Why Did You Choose to Become a Chef

(Scrambled Eggs, Shittake Mushroom, White Anchovies by Reggie Soang)

I am often asked about my reasons for choosing to work in the restaurant industry, and my answer has been the same and consistent…because I love cooking, and I have found the calling to become a cook because I wanted to learn how to do it better. However, I’ve never managed to reflect on my choice in depth because my job has consumed me, and I am also scared to find out if my choice had been unfitting…or worse, wrong.

I remember after watching a video on Gordon Ramsay making scrambled eggs, I thought to myself…I’d like to do that for my future wife and kids every Sunday, and most of the New Yorkers on Saturday Morning (I actually enjoy working a brunch shift…an inside joke for my fellow cooks and chefs). My sheer passion for cooking led me to put on a suit and headed into NYC for a job interview. 

Around the same time when I grew to be obsessed with all the Gordon Ramsay videos, I traced his work back to working for a chef, named Marco Pierre White. Chefs and cooks idolize Marco Pierre White because of his immaculate craftsmanship and relentless pursuit for Michelin stars. I was quickly drawn to an industry where aesthetic and taste of the food would be judged. In addition, growing up as an immigrant, I’ve battled identity crisis; therefore, it was easy for me to choose a job that could point me in the right direction and give me an identity…a chef, perhaps. 

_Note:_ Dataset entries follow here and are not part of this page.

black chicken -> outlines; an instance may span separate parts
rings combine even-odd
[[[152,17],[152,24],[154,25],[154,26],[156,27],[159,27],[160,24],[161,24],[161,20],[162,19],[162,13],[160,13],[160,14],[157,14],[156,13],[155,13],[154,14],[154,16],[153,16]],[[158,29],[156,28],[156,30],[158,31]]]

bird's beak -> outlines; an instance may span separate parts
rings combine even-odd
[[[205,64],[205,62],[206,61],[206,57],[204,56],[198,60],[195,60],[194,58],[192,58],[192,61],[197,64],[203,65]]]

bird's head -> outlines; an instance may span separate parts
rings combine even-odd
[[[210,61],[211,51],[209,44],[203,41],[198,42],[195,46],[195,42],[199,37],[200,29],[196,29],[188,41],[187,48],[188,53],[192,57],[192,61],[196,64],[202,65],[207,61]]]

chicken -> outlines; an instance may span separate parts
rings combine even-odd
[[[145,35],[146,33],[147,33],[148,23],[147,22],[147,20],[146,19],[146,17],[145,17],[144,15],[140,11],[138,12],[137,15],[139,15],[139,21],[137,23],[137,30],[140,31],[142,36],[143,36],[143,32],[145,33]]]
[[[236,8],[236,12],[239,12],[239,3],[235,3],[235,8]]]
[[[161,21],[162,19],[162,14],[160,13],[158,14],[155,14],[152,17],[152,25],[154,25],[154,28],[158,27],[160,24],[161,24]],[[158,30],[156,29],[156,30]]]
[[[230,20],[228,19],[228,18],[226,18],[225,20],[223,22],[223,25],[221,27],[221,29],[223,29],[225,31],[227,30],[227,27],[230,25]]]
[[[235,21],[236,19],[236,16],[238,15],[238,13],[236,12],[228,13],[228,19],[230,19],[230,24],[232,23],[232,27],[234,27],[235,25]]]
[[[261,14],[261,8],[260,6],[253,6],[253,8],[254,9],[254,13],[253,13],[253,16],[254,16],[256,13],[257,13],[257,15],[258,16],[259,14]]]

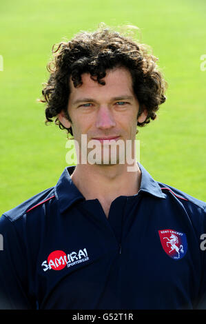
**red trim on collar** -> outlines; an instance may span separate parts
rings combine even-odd
[[[45,203],[45,201],[48,201],[48,200],[50,200],[50,199],[51,199],[52,198],[54,198],[54,197],[55,197],[55,195],[54,195],[54,196],[52,196],[51,197],[48,198],[47,199],[44,200],[43,201],[41,201],[41,203],[37,203],[37,205],[35,205],[34,206],[30,208],[28,210],[27,210],[26,212],[30,212],[30,211],[32,210],[33,208],[35,208],[35,207],[39,206],[39,205],[41,205],[41,203]]]

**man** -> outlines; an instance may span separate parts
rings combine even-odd
[[[116,145],[132,143],[134,158],[136,126],[165,101],[156,61],[110,28],[54,51],[46,121],[74,136],[79,161],[91,141],[101,157],[66,168],[54,187],[1,217],[1,308],[205,307],[205,203],[154,181],[140,163],[129,171],[127,159],[121,163],[127,151]]]

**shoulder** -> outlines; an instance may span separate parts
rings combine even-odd
[[[25,214],[30,212],[32,210],[34,210],[38,206],[43,206],[44,203],[49,203],[50,201],[54,199],[55,199],[54,187],[52,187],[29,198],[14,208],[5,212],[3,216],[13,222],[21,218]]]
[[[206,216],[206,203],[198,199],[177,188],[172,187],[165,183],[158,182],[162,192],[166,198],[165,201],[170,202],[172,205],[176,205],[183,208],[188,216],[195,218],[200,217],[205,220]],[[202,220],[203,220],[202,219]]]
[[[206,202],[198,199],[186,192],[184,192],[178,189],[172,187],[171,185],[165,185],[165,183],[158,182],[162,192],[167,196],[174,196],[180,201],[187,201],[188,203],[192,203],[196,207],[199,207],[203,210],[206,210]]]

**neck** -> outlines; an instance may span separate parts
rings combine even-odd
[[[119,196],[133,196],[140,188],[141,174],[136,163],[128,172],[127,164],[113,165],[78,164],[71,176],[86,200],[112,201]]]

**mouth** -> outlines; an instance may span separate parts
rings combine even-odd
[[[107,143],[110,141],[114,140],[118,141],[120,139],[119,136],[110,136],[110,137],[93,137],[92,139],[96,139],[96,141],[100,141],[101,143]]]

I’ve also been drawn to work in the kitchen because I see the similarity of cooking and playing on a team sport. I liken prep to a practice, and service to a game. Every cook in the kitchen needs to participate in the prep, as players to a practice, and then executes, as the players to any game or match. A great kitchen works in sync to deliver delicious food in a timely fashion, as a great team plays with harmony with discipline. I’ve likened my job to being a professional athlete, who practices repetitively in order to perfect a scheme or move, as in my case, a menu or cooking technique. 

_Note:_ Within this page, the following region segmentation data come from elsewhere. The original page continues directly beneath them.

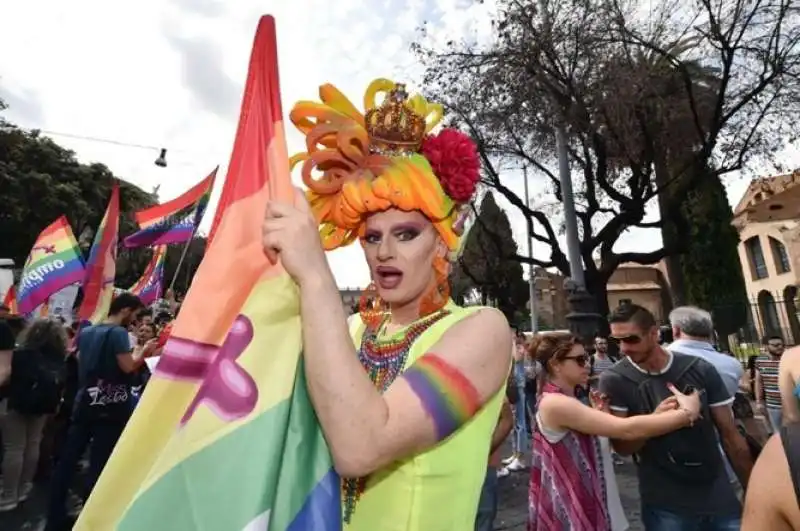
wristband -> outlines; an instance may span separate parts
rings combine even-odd
[[[692,426],[694,426],[694,415],[692,415],[692,412],[686,409],[685,407],[680,408],[680,411],[686,413],[686,417],[689,419],[689,427],[691,428]]]

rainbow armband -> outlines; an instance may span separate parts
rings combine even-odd
[[[403,373],[433,419],[437,440],[449,437],[480,409],[480,396],[472,382],[436,354],[425,354]]]

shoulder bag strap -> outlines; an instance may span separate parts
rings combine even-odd
[[[87,373],[86,373],[86,380],[87,383],[91,382],[92,380],[98,380],[97,373],[100,370],[100,364],[103,363],[104,357],[102,354],[105,352],[106,345],[108,345],[108,338],[111,335],[111,331],[114,329],[113,326],[110,326],[108,330],[105,331],[103,334],[103,339],[100,340],[100,357],[97,360],[97,363],[94,364]],[[78,364],[80,365],[81,358],[80,358],[80,351],[78,352]]]

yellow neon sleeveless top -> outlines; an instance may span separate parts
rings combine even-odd
[[[429,351],[442,335],[479,307],[448,304],[450,315],[417,338],[403,370]],[[364,324],[356,315],[350,334],[361,345]],[[401,336],[402,330],[385,337]],[[475,528],[486,477],[492,433],[500,416],[503,389],[467,424],[414,457],[373,473],[345,531],[469,531]]]

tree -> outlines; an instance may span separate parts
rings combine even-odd
[[[466,238],[451,275],[456,290],[462,297],[475,290],[484,304],[494,304],[512,324],[523,320],[528,285],[522,278],[522,264],[509,258],[517,254],[517,244],[508,216],[491,192],[483,196]]]
[[[647,253],[615,251],[624,232],[660,229],[704,181],[794,140],[798,10],[789,0],[662,0],[643,18],[614,0],[498,4],[491,45],[416,47],[426,93],[475,138],[484,184],[551,249],[549,259],[513,258],[569,275],[559,211],[530,207],[502,177],[525,165],[546,183],[545,203],[560,205],[554,126],[565,125],[587,289],[606,313],[614,270],[685,252],[690,227]],[[661,219],[647,221],[660,195]]]
[[[23,264],[38,234],[61,214],[76,237],[92,234],[114,181],[120,184],[120,234],[125,236],[137,229],[133,213],[155,204],[153,195],[118,180],[102,164],[79,163],[73,152],[37,131],[23,131],[0,118],[0,256]],[[119,280],[138,278],[148,259],[147,252],[120,252]]]
[[[720,340],[747,321],[749,311],[739,233],[719,179],[705,179],[689,194],[682,215],[691,220],[688,252],[680,257],[686,302],[712,312]]]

In addition, cooking allows me to stay connected to my closest friends. My closest friends helped me pave ways to start my own business. Though defunct, I’ve never deemed my business entirely a failure; I had my closest friends critiqued me and gave me fresh perspective on my food and services, and I believe I had learned valuable lessons on running a business from their support. 

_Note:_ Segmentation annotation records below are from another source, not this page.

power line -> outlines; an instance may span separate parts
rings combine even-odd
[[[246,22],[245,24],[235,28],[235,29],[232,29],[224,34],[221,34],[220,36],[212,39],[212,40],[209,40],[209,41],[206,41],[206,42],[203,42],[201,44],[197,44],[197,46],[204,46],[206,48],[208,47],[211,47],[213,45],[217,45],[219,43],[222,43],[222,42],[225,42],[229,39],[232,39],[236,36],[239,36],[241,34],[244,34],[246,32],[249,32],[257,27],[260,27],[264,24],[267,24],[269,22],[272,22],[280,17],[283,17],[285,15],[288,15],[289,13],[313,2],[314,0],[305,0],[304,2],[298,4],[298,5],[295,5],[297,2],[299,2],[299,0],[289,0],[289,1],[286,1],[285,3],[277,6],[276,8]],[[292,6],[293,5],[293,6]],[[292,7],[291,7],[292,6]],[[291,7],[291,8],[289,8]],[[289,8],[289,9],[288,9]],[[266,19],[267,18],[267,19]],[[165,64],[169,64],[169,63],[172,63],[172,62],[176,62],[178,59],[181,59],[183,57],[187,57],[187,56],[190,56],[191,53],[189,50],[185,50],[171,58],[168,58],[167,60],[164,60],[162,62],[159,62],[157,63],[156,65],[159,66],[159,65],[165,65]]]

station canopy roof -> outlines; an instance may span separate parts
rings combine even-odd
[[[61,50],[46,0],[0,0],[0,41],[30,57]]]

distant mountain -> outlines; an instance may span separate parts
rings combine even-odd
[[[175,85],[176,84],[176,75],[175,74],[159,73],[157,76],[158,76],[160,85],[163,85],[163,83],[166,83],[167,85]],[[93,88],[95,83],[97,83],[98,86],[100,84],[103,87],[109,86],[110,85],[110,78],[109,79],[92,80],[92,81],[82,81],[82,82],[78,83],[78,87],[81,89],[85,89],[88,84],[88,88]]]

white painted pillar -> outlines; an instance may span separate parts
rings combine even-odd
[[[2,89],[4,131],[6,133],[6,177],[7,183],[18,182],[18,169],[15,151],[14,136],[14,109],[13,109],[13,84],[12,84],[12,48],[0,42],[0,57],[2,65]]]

My obsession with Gordon Ramsay’s videos had led me to work in the restaurant industry. For over a decade, my love for cooking hasn’t waned. Cooking is soul searching. Cooking is a team sport. Cooking develops leadership skills. Cooking helps me stay connected. However, the restaurant industry has drastically changed over the course of my career, and I’ve contemplated if my desire to cook in a restaurant has slowly diminished. Regardless, I came to work in the restaurant industry because I love eggs, I love team sports, and I love my friends.

1 reply on “Why Did You Choose to Become a Chef”

I thought you have the cooking genes. I also want to tell you that your family and future wife are lucky to have you.